Iron curtain
You know what happens when there is an away win. The players go over to clap the travelling fans. The travelling fans leave the ground, singing, “E-i-e-i-o up the National League we go”, while the home fans troop off with their heads down and mumbling to themselves. In stoppage time, Buxton Town were leading at Scunthorpe in stoppage time when The Iron were awarded a penalty. Scunthorpe missed the penalty, and the game was over. The Bucks players celebrated, as did the fans. Some time afterwards, it transpired that the referee had abandoned the game due to torrential rain. The penalty-kicker, it seemed, could scarcely see the ball, and the referee called it a day. Buxton are not happy.
Luke fluke
Luke Summerfield was shown red when playing for FC Halifax Town against Southend United at the weekend. Following a corner, the ball drifted harmlessly out of play for a goal-kick. Referee Paul Marsden signalled a goal-kick, but as he put out an outstretched arm to signal it, his arm went into the face of Halifax’s Luke Summerfield. Luke tried to stop the referee’s hand from going in his face and made some contact with the official. The result was a red card. Undoubtedly, the red card will be rescinded. You can see the incident here.
Hamlet ghosting
There was a surprise this weekend when the Isthmian Premier fixture between Billericay Town and Dulwich Hamlet was called off. The reason was that Dulwich Hamlet had three players on international duty. Craig Braham-Barrett, who has the Twitter name CBBNutrition – he presumably plays for Hungary – was one of the players, as was Adrian Clifton; both actually play for Montserrat. There was a third player, Miquel Scarlett, one of Guyana’s stars. Of course, there was some banter from Billericay Dickie fans, who thought Hamlet were scared to face the mighty Essex club. Rumour has it that the three players had started four games for Hamlet between them.
German General
It may have been a disappointing result for Germany on Saturday when they lost 4-1 at home to Japan, but for Chesham United player Ricardo German, it was a good day. The striker notched a hat trick for the Generals as they travelled all the way to Merthyr Town to record a 3-1 victory in the Southern League Premier South Division.
Vegan diet
When the teams came out of the hat for the 2nd Round Qualifying of the FA Trophy, I was delighted to spot Quorn facing Leek Town. Another tie sounds more like a car chase as Carlton Town face Chasetown. Anstey Nomads face Loughborough Dynamo, which might not seem extraordinary until you realise that Dynamo has the first five letters of Nomads. The ties take place over the weekend of 23rd September.
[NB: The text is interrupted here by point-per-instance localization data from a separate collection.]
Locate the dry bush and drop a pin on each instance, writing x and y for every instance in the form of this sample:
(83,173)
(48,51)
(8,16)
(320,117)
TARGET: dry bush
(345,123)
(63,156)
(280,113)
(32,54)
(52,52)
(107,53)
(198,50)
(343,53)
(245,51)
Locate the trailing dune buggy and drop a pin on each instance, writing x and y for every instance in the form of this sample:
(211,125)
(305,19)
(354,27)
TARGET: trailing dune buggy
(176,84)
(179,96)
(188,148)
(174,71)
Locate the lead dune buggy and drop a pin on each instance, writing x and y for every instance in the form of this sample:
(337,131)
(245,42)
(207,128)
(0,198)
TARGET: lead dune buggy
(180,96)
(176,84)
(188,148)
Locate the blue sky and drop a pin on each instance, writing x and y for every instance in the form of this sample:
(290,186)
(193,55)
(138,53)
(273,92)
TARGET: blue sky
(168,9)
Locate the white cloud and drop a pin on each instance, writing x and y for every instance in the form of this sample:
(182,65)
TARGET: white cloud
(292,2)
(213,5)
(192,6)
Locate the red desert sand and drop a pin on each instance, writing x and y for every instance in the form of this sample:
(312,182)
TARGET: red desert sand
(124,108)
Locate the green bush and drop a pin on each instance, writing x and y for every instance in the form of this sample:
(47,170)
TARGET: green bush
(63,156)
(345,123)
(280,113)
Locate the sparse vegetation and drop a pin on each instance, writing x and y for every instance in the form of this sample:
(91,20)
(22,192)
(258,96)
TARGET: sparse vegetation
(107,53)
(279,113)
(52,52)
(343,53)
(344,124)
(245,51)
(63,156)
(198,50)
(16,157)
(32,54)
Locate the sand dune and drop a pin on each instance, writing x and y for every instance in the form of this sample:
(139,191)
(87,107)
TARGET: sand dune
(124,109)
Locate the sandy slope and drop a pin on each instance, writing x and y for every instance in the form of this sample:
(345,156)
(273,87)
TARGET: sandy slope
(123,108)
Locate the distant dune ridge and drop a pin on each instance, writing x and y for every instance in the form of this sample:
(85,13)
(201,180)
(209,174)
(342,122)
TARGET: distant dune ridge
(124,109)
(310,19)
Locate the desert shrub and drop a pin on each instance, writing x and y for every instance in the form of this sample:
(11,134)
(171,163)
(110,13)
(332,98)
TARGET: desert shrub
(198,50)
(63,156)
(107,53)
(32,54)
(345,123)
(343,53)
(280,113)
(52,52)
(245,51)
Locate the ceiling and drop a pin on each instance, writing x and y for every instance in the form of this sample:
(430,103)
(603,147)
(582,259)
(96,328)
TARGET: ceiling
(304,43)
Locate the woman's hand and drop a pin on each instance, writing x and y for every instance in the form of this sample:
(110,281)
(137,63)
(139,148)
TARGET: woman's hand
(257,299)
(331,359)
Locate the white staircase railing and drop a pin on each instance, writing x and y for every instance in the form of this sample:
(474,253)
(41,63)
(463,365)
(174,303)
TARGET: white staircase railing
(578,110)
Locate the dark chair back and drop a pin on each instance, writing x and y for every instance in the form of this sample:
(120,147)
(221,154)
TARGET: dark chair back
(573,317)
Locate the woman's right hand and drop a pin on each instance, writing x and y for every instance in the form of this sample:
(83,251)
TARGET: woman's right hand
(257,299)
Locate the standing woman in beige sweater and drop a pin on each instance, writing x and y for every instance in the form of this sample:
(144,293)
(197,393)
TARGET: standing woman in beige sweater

Success on and off the pitch
Farnham Town sit proudly at the top of the Combined Counties Premier South Division, having won their first five games without conceding a goal and having stuck the ball in the onion bag 18 times. It was sheer delight this weekend as they ran out 5-0 winners at Sheerwater. Hot on their heels are the stampeding Jersey Bulls and Guildford City, while Epsom & Ewell prove that ampersands don’t pay as they prop up the table. On the front of Farnham Town’s shirts is the word ‘Pitchside’, which may be confusing if you are a player, while on the back is the word ‘Catch’, which several teams may struggle to do this season.
Percy faith
My favourite game this week was the Bay Plastics Northern Alliance Premier Division clash between Haltwhistle Jubilee and Percy Main Amateurs. Bay Plastics claims to be the North East’s #1 Plastic Solutions Provider, which presumably means not using plastic. This fascinating clash resulted in a 3-1 win to Percy Main Amateurs, which keeps them in third place.
Chatham Town’s run grinds to a halter
With five wins from five games, Chatham Town faced pointless Cray Wanderers last weekend. Chats keeper Bridle-Card was beaten five times as Chatham slipped to their first league defeat in two years. The result will mean that Chatham will be champing at the bit to get their season back on course, although they remain top of the table.
No concessions
I liked the Twitter post last week, which was swiftly amended. “Join us tonight”, it read. “Admission: £15, Kids £2, Concessions £99”. When I was entering a non-league last season, I was queuing behind a man who was being taunted, so it seemed, by his son. “One adult and one child”, said the man when he arrived at the turnstile. “Kids go free”, replied the lady at the turnstile. “How far away do they go?” replied the man, confusing the turnstile operator.